Judges 2 10 Bonus section
The phrase "did not know the Lord" is not merely about lacking factual information about God; it highlights the failure of relational discipleship. This new generation had heard of God, but they did not experience Him or commit to Him in a covenantal relationship as their predecessors had. This profound relational void stemmed from a neglect in retelling the metanarrative of God's powerful acts for His people, thus erasing the foundational understanding of God's character and Israel's covenant obligations. The tragedy is not just the absence of knowledge, but the absence of intentional, active remembering and spiritual training within the community and families. This spiritual vacuum directly enabled syncretism and idolatry, as demonstrated by the narrative that immediately follows in Judges 2:11-13. The story of Judges 2:10 is a sober warning for every generation about the absolute necessity of diligent faith transmission.
Judges 2 10 Commentary
Judges 2:10 functions as a theological bridge explaining Israel's downward spiral throughout the book. It asserts that the moral and spiritual collapse began with a fundamental failure to transmit faith from one generation to the next. The passing of the faithful generation of Joshua was inevitable, but the subsequent rise of a generation marked by profound spiritual ignorance was not. This lack of "knowing" Yahweh points to a deficiency in relational, covenantal intimacy, not merely intellectual awareness. They didn't know who He was to them, nor what He had done for them. This meant they lost sight of their identity as God's chosen people, liberated by His power and bound by His covenant.

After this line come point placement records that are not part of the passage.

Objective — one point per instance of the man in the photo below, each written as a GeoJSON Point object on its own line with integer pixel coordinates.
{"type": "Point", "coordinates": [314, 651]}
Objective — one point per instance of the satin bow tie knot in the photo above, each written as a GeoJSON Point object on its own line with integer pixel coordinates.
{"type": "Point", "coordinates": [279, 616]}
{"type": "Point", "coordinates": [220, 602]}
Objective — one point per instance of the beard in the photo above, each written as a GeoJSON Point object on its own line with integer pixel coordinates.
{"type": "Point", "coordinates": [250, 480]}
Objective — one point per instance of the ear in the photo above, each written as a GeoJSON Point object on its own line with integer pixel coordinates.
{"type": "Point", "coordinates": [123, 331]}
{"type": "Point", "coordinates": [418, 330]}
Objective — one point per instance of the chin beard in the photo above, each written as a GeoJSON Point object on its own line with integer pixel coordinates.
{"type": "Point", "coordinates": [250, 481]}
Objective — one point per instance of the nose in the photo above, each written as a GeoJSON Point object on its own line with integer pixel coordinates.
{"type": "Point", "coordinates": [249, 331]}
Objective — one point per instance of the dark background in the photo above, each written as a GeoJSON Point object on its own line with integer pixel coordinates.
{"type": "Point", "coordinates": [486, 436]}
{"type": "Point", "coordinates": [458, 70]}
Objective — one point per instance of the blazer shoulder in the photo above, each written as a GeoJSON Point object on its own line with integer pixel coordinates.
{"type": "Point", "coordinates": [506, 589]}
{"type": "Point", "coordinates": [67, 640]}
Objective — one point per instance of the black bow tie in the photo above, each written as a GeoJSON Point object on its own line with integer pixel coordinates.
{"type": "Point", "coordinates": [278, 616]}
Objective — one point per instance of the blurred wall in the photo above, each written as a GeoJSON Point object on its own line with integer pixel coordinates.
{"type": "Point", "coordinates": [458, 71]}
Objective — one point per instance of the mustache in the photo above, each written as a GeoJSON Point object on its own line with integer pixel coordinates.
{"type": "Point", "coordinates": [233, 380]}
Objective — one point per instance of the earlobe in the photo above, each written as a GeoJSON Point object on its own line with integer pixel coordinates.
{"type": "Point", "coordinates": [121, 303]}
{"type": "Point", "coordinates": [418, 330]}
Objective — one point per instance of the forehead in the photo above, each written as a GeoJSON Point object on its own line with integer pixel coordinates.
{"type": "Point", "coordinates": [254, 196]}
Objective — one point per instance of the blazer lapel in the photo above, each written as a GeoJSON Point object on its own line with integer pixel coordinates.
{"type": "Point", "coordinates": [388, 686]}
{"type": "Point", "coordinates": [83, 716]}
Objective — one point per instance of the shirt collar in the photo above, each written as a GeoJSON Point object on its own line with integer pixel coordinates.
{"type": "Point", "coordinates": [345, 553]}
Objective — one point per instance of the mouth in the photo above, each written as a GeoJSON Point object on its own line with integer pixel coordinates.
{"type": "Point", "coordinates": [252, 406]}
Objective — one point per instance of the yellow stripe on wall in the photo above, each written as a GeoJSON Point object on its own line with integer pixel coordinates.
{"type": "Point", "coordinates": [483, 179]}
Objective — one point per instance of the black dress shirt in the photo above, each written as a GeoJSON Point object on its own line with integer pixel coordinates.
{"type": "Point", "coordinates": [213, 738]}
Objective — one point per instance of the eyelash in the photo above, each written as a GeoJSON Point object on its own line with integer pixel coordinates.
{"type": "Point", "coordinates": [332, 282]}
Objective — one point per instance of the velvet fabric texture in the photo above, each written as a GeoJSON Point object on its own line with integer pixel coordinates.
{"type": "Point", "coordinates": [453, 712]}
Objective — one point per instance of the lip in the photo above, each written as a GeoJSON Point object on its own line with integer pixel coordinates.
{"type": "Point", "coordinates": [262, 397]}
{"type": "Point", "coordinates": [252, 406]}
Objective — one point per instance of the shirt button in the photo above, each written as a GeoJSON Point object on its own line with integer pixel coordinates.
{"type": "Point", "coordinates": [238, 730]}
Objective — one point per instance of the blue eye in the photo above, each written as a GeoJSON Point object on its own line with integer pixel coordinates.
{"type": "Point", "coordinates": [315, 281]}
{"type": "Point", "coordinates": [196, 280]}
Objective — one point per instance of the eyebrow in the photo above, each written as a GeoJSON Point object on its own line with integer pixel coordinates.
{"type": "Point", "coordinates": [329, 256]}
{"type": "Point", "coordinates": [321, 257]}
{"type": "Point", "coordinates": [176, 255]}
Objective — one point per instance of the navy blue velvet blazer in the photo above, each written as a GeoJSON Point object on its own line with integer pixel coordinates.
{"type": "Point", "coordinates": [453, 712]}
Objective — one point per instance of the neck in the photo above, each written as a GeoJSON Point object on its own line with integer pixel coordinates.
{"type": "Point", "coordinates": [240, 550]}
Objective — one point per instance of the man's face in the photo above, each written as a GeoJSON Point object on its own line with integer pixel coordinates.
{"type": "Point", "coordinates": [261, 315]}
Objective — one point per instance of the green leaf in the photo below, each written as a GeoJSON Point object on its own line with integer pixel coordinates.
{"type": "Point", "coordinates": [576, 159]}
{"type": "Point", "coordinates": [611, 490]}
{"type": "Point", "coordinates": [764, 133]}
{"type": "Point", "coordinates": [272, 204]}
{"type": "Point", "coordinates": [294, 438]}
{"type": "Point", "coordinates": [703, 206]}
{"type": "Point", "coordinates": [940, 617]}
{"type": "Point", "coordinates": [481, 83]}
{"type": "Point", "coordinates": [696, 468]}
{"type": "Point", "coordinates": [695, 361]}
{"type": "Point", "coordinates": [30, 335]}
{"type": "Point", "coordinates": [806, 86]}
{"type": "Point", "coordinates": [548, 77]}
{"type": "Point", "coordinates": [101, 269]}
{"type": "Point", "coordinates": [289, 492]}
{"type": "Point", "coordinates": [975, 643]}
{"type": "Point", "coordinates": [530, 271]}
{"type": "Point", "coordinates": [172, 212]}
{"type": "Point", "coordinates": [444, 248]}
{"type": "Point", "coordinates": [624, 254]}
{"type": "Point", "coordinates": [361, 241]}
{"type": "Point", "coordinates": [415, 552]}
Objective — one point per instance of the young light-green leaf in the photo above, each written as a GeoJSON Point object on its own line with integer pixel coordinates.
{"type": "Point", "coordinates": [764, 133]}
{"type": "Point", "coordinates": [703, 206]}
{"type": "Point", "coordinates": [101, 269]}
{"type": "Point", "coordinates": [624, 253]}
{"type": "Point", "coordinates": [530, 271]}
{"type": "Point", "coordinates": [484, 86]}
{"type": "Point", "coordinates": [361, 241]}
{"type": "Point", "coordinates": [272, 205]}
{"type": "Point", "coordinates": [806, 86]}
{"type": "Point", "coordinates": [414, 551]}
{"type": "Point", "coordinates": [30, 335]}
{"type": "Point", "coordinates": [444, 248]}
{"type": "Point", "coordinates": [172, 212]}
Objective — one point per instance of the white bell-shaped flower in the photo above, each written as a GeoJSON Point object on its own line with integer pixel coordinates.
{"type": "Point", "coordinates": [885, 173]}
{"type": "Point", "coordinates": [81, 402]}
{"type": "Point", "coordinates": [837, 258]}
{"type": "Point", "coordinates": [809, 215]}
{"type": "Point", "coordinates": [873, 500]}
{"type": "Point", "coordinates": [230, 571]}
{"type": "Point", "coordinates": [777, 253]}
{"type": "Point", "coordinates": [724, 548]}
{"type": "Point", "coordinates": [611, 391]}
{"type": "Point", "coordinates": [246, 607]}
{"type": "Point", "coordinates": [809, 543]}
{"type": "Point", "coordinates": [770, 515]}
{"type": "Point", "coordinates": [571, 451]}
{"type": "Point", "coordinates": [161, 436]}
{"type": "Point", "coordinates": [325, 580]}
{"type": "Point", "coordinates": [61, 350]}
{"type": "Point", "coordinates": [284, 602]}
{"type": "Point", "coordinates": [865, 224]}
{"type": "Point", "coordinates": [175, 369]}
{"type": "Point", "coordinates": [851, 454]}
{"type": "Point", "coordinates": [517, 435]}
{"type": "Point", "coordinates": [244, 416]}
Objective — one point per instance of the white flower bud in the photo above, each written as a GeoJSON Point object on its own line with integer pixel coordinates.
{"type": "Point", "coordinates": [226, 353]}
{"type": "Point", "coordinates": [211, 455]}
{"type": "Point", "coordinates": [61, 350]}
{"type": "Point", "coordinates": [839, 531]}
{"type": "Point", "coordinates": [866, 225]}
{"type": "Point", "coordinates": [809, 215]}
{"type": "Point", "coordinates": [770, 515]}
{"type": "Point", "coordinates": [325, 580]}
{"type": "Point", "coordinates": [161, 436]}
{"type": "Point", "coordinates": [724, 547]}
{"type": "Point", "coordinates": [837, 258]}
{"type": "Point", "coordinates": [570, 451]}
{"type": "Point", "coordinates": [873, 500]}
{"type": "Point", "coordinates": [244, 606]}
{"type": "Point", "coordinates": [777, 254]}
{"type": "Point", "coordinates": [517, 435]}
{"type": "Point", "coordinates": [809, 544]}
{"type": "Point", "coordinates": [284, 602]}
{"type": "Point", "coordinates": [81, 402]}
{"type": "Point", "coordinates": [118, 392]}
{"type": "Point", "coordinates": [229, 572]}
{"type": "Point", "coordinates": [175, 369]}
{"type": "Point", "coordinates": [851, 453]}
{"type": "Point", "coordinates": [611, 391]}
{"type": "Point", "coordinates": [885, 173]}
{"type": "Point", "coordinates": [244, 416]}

Their ignorance of God's redemptive "work" for Israel—the Exodus, the wilderness wanderings, the conquest—severed them from their foundational history of divine grace and power, leaving them vulnerable to the idolatry and immoral practices of the surrounding Canaanite nations. The verse implicitly highlights a critical breakdown in parental and community teaching (Deut 6:7) and underscores that faith is not hereditary; it must be diligently nurtured and passed on.